Concentration dependent exchange coupling in BaFe12O19/NiFe2O4 nanocomposites

Hard Barium ferrite (BaFe ₁₂O ₁₉) and soft Nickel ferrite (NiFe ₂O ₄) nanoparticles and their nanocomposites with different concentrations, i.e. (BaFe ₁₂O ₁₉) _1−x/(NiFe ₂O ₄) _x where x = 0, 0.3, 0.5, 0.7 and 1 were successfully synthesized. X-ray diffraction was used to obtain the phase formation and purity of these samples and the average crystallite size was found to be in a narrow range of 27–34 nm.

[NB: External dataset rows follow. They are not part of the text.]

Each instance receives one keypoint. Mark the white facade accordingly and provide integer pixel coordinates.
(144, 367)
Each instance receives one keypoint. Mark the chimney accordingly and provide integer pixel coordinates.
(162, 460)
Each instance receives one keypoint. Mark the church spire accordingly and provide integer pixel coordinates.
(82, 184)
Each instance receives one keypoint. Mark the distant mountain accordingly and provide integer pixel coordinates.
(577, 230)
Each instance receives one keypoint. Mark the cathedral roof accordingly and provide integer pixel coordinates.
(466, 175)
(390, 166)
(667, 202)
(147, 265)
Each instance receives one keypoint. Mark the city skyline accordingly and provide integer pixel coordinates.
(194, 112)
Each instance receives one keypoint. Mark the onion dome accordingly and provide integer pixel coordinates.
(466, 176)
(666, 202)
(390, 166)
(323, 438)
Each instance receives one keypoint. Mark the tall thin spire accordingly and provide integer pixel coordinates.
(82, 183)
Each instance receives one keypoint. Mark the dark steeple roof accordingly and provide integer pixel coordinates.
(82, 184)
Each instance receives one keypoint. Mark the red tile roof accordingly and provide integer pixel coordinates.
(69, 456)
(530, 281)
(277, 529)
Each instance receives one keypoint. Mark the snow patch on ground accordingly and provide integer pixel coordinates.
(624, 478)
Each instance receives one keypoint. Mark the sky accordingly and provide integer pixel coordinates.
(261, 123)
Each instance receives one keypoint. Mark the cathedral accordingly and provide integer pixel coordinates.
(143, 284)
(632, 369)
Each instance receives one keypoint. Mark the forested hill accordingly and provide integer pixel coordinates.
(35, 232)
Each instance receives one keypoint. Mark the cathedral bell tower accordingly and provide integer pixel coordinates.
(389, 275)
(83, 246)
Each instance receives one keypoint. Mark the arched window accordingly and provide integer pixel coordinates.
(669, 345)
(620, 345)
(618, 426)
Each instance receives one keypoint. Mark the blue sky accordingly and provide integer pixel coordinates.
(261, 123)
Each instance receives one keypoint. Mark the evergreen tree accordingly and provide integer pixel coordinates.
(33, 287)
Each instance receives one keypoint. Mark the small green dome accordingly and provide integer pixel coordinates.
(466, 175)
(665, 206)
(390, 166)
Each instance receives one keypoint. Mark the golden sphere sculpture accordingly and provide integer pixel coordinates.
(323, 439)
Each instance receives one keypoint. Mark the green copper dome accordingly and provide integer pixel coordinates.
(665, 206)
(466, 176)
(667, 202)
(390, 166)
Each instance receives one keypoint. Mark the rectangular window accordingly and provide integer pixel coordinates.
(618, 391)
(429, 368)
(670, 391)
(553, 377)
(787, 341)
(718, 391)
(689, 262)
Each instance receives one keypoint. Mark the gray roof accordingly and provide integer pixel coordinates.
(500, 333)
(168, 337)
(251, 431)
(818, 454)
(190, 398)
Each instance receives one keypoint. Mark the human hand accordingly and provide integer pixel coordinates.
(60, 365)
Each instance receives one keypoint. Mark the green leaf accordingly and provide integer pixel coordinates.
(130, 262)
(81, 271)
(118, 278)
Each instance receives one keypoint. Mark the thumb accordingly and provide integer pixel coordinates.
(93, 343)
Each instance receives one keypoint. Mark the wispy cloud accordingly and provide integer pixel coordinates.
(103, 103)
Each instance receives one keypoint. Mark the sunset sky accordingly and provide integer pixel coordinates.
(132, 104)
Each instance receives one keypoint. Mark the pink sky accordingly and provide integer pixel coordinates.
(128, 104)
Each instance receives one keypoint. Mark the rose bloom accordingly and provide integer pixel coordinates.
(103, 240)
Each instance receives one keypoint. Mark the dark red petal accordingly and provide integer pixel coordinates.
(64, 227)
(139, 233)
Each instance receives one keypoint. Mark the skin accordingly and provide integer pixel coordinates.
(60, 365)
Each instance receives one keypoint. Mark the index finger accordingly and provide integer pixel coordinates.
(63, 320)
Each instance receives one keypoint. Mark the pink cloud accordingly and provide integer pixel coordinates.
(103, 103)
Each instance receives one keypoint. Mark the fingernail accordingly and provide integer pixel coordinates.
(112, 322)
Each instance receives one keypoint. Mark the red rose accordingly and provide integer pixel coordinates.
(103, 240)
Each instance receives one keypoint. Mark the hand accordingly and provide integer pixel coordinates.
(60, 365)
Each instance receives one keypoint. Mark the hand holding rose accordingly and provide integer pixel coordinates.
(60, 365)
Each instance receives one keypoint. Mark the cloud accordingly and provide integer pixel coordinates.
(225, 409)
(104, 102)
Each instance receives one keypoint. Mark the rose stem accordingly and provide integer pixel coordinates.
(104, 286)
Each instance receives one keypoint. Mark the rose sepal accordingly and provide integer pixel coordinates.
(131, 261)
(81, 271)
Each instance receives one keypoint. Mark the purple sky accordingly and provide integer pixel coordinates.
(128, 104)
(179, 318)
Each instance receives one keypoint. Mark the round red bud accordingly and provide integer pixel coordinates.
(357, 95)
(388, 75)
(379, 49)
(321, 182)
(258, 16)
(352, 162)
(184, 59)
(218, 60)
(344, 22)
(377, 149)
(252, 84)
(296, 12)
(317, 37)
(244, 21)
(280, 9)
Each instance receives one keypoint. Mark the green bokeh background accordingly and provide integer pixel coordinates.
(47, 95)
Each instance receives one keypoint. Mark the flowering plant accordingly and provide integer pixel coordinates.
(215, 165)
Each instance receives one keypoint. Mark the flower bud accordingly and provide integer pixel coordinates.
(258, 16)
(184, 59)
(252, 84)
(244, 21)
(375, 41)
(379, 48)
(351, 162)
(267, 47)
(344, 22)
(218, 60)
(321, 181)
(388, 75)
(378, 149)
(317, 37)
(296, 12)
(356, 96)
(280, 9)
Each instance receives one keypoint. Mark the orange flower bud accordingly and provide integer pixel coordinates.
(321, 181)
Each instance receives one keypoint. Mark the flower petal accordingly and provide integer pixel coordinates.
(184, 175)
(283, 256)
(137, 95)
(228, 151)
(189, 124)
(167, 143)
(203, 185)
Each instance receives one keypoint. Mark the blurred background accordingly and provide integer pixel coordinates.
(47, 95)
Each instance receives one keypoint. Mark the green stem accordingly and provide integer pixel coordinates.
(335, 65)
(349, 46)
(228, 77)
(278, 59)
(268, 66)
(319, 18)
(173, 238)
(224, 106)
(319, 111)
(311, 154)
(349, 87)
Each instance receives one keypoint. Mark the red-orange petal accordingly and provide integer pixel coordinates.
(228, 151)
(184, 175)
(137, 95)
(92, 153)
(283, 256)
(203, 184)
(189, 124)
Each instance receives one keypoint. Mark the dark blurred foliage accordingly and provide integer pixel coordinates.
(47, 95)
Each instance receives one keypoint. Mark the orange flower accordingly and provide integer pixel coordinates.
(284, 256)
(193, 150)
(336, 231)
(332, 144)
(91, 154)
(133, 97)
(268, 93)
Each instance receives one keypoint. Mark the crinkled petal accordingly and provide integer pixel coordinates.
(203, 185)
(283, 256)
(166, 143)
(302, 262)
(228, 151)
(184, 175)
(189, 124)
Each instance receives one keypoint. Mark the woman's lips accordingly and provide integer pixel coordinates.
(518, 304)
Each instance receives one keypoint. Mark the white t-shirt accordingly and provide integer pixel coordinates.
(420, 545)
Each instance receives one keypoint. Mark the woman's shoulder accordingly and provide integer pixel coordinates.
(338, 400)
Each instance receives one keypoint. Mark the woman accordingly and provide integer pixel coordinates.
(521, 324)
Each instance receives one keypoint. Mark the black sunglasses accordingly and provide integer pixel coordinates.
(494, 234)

The merging of zero field cooled and field cooled magnetization curves for x = 0.7 was evidence of strong magnetic interactions in these nanocomposites which is due to strong exchange coupling of hard/soft magnetic phase at this particular concentration. The value of coercivity and saturation magnetization of soft ferrite (NiFe ₂O ₄) should be linearly increased by the addition of hard ferrite (BaFe ₁₂O ₁₉), however a sharp increase was found for x = 0.7 and x = 0.5 samples, which is indication for the presence of spring exchange coupling in these nanocomposites. The single peak in dM/dH vs H plot indicate the presence of strong exchange coupling for x = 0.5. Bloch's law fit revealed the smallest value of Bloch's constant B for x = 0.7, which is also an evidence for the presence of strong magnetic interactions in these nanocomposites. The Kneller's law fit to the H _C versus temperature data revealed the higher value of Kneller's constant α for x = 0.7, which may be due to presence of strong magnetic interactions in these nanocomposites. In summary, hard/soft ferrites nanocomposites with spring exchange mechanism strongly depends on the concentration of hard and soft ferrite phases and may be beneficial for different technological applications.